Der in Illinois ansässige Konzern Hospira war der einzige US-Hersteller des Narkosemittels "Pentothal" mit dem Wirkstoff Natrium-Thiopental. Nachdem das Mittel aus der Schmerzbehandlung und Narkose weitgehend durch andere Präparate verdrängt worden war, diente es hauptsächlich für Hinrichtungszwecke.

Schon im Jahr 2007 tauchten erste Nachschubprobleme auf. Damals wurde die Produktion in einem Werk in den USA wegen Qualitätsmängeln ausgesetzt. Hospira, dessen Name laut Selbstdarstellung des Konzerns aus dem Lateinischen abgeleitet ist und "Hoffnung und Optimismus" ausdrücken soll, versuchte daraufhin, die Produktion von Pentothal in sein Werk in Liscate bei Mailand in Norditalien zu verlagern.

Dafür, dass dieses Vorhaben der Produktionsverlagerung gescheitert ist, hat das italienische Parlament gesorgt. Es verlangte Garantien, dass das Mittel nicht zu Hinrichtungen eingesetzt wird. In der am Freitag veröffentlichten Pressemitteilung erklärt Hospira: "Wir können nicht das Haftpflichtrisiko eingehen, das uns die italienischen Behörden auferlegen, wenn das Mittel bei Todesstrafen eingesetzt wird."

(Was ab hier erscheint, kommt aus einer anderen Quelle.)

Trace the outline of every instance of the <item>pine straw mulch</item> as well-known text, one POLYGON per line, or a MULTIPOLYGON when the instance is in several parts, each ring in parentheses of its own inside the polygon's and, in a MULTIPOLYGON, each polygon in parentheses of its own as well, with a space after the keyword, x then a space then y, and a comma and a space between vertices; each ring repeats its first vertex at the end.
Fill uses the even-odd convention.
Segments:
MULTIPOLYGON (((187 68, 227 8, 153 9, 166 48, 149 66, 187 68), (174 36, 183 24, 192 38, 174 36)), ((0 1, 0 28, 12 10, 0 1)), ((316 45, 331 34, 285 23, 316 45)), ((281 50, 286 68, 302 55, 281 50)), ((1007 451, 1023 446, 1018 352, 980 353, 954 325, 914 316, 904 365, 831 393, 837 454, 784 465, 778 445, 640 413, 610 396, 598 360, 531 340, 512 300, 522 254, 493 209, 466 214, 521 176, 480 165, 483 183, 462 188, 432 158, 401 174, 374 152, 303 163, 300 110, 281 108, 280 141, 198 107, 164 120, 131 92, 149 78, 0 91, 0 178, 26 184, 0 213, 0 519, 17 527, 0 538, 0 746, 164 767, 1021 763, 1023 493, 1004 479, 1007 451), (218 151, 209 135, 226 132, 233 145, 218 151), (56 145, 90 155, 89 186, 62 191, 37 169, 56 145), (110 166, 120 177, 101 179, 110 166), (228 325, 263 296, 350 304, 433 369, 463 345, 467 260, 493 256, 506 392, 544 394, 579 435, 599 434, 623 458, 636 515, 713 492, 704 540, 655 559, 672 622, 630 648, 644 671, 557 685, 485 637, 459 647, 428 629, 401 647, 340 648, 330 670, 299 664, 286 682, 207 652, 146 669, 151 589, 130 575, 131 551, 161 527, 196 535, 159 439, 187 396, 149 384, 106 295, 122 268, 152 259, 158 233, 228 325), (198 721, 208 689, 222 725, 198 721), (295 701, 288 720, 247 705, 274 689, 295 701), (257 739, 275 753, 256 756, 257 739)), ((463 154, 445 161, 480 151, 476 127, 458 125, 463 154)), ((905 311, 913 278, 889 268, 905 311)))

In den USA wurden im vergangenen Jahr 38 Menschen hingerichtet. Seit 1976 starben insgesamt 1.226 Menschen in den USA auf richterliche Entscheidung. Die Bundesstaaten, die am meisten hinrichten, sind - in dieser Reihenfolge - Texas, Virginia, Oklahoma, Florida und Missouri. Die Bundesstaaten, die zwar an der Todesstrafe festhalten, sie jedoch am seltensten nutzen, sind Connecticut, Idaho, New Mexico, Colorado, Wyoming und South Dakota. Seit 1976 wurden in diesen Staaten jeweils ein Menschen hingerichtet. Lediglich 15 Bundesstaaten der USA verhängen die Todesstrafe nicht.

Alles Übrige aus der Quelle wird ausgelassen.